Condiment hoarding disorder is real. Or is it art? In my case the scarcity of kitchen, refrigerator, and office shelf space, packed as it is with bottles, squeeze tubes, and jars, clearly shows I have a problem. You never know when you’re going to need that six-year-old kuchela.
Spanish artist Antoni Miralda’s collection of Maggi materials (Maggibilia?) is less aspirationally utilitarian than it is an exploration of how the 133-year-old Swiss seasoning brand has spread to become an an integral part of seemingly disparate cuisines all over the world, used from India to France to China, Brazil, Nigeria, and Poland and practically everywhere in between.

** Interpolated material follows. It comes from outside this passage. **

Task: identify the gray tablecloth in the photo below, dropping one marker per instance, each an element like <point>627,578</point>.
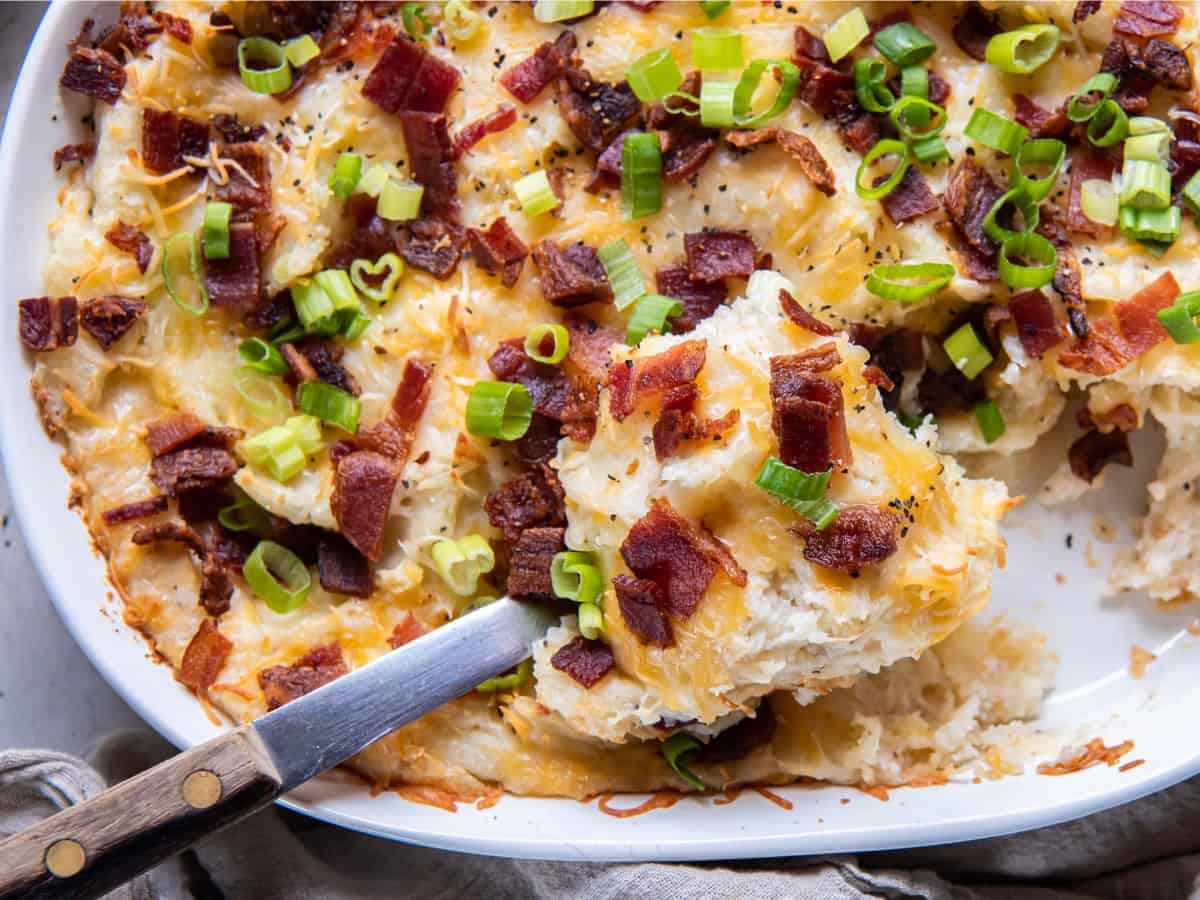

Last year Miralda, who’s explored the intersection of food and art for the entirety of his long career, mounted The Maggic Banquet in Miami’s Little Haiti, a performance that tracked the culinary history of the brand by featuring Maggi-seasoned dishes from the city’s various ethnic groups.
Miralda will be presenting slides from the show at Saturday’s meeting of the Chicago Foodways Roundtable. Collaborator Stephan Palmié, Professor of Anthropology and of Social Sciences at the University of Chicago, joins Miralda for the discussion, and together they’ll give a presentation on the book they’re working on.
It starts at 10 AM at Bethany Retirement Community, 4950 N. Ashland; it’s $3 to attend.